“[D]ans le cadre d’un accompagnement individuel, vous [thérapeutes] pouvez aider la personne à se reconnecter au positif qui lui a été transmis par ses parents. Il est important de prendre conscience des valeurs et rituels de sa famille et de là, pouvoir choisir en pleine conscience ce que l’on garde et ce que l’on abandonne. Ceci constitue la base même du travail préventif des MGF. Le travail autour de l’arbre généalogique peut aider dans cette recherche. Il peut aussi éveiller l’empathie pour les membres de la famille qui sont certes responsables des violences subies, mais aussi victimes depuis de nombreuses générations.” GAMS Be, 2015, p.107
GAMS Be, 2015, p.31
Une autrice anonyme a également partagé sa compréhension des MGF en tant que traumatisme intergénérationnel sur le blog de l’ONG Sahyio, organisation travaillant avec les communautés de la diaspora asiatique touchées par les MGF. Elle explique combien il lui a été difficile, en tant que femme issue d’une communauté pratiquant les MGF et n’ayant pas elle-même subi cette pratique, d’aborder la question avec sa mère:
“L’ironie est que [les MGF sont] une pratique courante transmise de génération en génération, mais c’est un secret bien gardé. Personne n’en parle, sauf si c’est votre tour de la subir.(…) Je ne sais pas pourquoi j’ai attendu la fin de l’année pour demander à ma mère pourquoi les MGF/E sont si répandues dans notre communauté, mais j’étais peut-être pétrifiée par sa réaction. (…) Le type de procédure de MGF que ma mère a subi est courant chez les femmes somaliennes. Connu sous le nom d’infibulation, il s’agit généralement de la forme la plus grave. Ma mère a été très franche dans son expérience et a révélé de manière très vivante le traumatisme et la douleur qu’elle a subis.”

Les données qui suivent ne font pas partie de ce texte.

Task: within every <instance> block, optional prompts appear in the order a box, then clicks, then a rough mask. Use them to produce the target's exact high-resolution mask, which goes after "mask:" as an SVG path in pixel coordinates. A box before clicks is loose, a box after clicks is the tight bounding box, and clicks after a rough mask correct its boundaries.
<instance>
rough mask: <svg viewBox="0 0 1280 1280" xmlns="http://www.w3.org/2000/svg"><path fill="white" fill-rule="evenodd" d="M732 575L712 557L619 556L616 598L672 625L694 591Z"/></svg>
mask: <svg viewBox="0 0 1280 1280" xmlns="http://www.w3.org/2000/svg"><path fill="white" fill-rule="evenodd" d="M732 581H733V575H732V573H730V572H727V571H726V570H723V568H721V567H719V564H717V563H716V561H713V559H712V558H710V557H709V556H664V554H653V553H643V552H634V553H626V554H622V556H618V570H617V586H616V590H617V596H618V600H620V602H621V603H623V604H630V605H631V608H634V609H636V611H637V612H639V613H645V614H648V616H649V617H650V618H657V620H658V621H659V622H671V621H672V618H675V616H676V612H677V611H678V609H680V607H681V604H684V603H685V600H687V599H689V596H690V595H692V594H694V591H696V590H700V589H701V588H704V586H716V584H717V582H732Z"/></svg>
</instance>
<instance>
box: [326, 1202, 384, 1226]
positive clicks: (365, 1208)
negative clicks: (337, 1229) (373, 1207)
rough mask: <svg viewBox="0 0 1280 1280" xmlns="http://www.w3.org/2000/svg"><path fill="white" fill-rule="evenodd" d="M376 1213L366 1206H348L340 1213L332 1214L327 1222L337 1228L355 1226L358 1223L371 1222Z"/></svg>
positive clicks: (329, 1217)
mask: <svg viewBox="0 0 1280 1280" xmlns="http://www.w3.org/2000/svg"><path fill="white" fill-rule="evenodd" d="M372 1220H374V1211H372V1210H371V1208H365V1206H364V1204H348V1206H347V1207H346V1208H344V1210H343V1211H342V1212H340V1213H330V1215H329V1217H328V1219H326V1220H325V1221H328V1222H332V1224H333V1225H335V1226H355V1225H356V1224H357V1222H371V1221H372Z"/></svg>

L’autrice a ensuite expliqué pourquoi elle pense que sa grand-mère a obligé sa fille à subir une MGF alors qu’elle en avait elle-même souffert :
“Si je devais décrire ma grand-mère, la première chose qui me viendrait à l’esprit serait son indépendance. Elle est féroce, aimante, généreuse et bruyante. Elle n’hésiterait jamais à exprimer son opinion. Il est choquant que ma grand-mère ait défendu la pratique des MGF/E parce que cela ne correspondait pas à sa personnalité. C’est là que le traumatisme intergénérationnel entre en jeu. Vous subissez une expérience traumatisante et l’une des façons de faire face à cette expérience spécifique est de la normaliser. Si l’on ne vous fournit pas les mécanismes appropriés pour gérer le traumatisme, il se manifestera souvent aux dépens de vos proches.”
Selon une membre, psychothérapeute, dans l’Unité des soins des femmes excisées de l’hôpital de Bicêtre (Paris, France), certaines personnes pensent à tort que l’excision n’est une souffrance avant tout pour les femmes nées en France, dans une « culture française », mais pas pour les femmes nées dans le pays d’origine. Pour les patientes migrantes, la règle du silence est renforcée par la “honte” d’avoir été soumise à cette coutume que ne connaissent pas les “Françaises”. Certaines des patientes ne savent même pas si elles ont été excisées. Fall constate chez ses patientes que le silence autour des MGF renforce non seulement le risque que la mutilation s’accompagne d’un psycho traumatisme important mais peut aussi nuire aux relations familiales ainsi qu’au sentiment d’identité et d’appartenance de jeunes survivantes.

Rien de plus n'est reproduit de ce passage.